SIR, – It was with great sadness that we recently heard of the passing of Donnie Ross. He will be a huge loss to the whole rural community of the Highlands.

However, I think we gave him a really good send off in a very unique, but fitting funeral service. I can honestly say I have never carried a coffin out to a hill before, but if anybody deserved this it was Big Donnie.

The family and the funeral directors have to be commended for organising such a special send off for him and many well respected people and personalities from many walks of life were there to see him off. In fact, hundreds of them on the hillside above his home at Lealt Farm, Kingussie.

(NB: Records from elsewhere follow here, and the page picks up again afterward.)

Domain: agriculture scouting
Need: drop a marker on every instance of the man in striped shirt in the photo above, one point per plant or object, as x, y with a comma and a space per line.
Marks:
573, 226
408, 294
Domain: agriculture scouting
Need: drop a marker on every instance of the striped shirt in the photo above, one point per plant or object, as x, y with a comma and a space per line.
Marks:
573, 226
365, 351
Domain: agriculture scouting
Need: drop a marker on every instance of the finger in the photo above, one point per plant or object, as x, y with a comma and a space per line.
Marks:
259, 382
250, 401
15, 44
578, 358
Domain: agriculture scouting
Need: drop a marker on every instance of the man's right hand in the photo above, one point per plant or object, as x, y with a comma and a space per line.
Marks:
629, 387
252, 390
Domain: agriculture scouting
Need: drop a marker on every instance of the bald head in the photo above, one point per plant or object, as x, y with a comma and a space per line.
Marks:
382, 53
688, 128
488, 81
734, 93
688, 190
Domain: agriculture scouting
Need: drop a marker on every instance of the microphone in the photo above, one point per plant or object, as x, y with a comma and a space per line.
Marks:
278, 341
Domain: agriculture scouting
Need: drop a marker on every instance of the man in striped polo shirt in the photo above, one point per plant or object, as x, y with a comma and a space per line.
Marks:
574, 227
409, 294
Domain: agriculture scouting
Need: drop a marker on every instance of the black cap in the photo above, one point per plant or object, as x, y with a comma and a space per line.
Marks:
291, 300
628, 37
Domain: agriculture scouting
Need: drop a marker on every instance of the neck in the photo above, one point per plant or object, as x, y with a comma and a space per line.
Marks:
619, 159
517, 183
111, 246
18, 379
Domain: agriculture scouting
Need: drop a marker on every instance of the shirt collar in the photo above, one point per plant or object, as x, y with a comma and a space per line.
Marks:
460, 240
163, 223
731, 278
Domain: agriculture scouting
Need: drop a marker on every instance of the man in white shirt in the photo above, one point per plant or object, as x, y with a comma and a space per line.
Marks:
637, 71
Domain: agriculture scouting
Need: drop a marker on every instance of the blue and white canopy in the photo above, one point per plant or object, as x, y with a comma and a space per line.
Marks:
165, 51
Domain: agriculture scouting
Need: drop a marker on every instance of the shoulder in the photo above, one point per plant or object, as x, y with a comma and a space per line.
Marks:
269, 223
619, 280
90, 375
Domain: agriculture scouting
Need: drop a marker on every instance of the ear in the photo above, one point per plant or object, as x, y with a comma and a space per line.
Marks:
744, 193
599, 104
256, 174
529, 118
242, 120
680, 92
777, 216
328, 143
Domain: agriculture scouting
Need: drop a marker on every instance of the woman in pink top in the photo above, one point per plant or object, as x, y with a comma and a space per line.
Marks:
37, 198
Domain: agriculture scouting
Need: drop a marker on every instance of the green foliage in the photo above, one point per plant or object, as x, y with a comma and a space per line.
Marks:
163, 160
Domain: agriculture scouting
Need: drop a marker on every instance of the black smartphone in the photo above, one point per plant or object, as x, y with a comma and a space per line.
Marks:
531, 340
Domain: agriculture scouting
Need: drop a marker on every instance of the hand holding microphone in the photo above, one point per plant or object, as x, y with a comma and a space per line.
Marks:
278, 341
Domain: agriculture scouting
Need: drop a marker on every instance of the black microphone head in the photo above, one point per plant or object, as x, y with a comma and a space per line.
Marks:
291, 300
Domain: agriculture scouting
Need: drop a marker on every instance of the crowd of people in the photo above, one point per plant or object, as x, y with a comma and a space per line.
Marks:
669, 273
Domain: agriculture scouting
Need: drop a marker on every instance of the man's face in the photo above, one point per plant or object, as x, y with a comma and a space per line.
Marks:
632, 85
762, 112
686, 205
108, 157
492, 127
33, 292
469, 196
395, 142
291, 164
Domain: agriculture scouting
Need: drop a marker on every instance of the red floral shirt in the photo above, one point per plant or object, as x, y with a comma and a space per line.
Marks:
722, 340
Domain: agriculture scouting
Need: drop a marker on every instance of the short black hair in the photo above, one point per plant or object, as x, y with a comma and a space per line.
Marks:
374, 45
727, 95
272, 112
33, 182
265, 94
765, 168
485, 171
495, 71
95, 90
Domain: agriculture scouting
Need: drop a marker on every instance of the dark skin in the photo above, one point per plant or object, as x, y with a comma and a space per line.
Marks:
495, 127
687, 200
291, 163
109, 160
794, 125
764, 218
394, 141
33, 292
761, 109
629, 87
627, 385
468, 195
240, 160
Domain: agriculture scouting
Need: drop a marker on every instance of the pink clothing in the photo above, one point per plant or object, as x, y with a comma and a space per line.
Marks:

Everybody I know loved and respected this great hill man! He always had time to talk to people and his stories were amazing and so educational. He was a great mentor to me and many others interested in the hills and grazing of traditional livestock.

I know the one thing that I will really miss though is looking forward to the next letter in the press from ‘DW Ross, of Lealt, Ross-shire’.

His letters were from the heart and as honest as anything I have read in print ever. His passion for a way of life that sadly seems to be disappearing and respect and enthusiasm for the cultural heritage of the hill men of the Highlands was well appreciated in many circles.

I just wish that more people in conservation, environmental and agricultural bodies would come out from behind their desks and talk more to people like Donnie, although they will need to be quick as they are getting thinner and thinner on the ground.

Then they might learn, firstly, what is practical and what works and how it can be achieved, but secondly to look at our historic use of the hills and the numbers of people that lived there and remember it was a highly managed landscape that has created what we have today.

We do not want the use of our hills to change too much from what they used to be used for, especially for the production of beef, mutton and venison.

The day will come with global populations and greenhouse gases and carbon footprints when we will be looking to our hills again to feed us – when we suddenly realise that we can’t buy lamb in New Zealand and ship it to the other side if the world. It is, after all, morally wrong to burn all those hydrocarbons!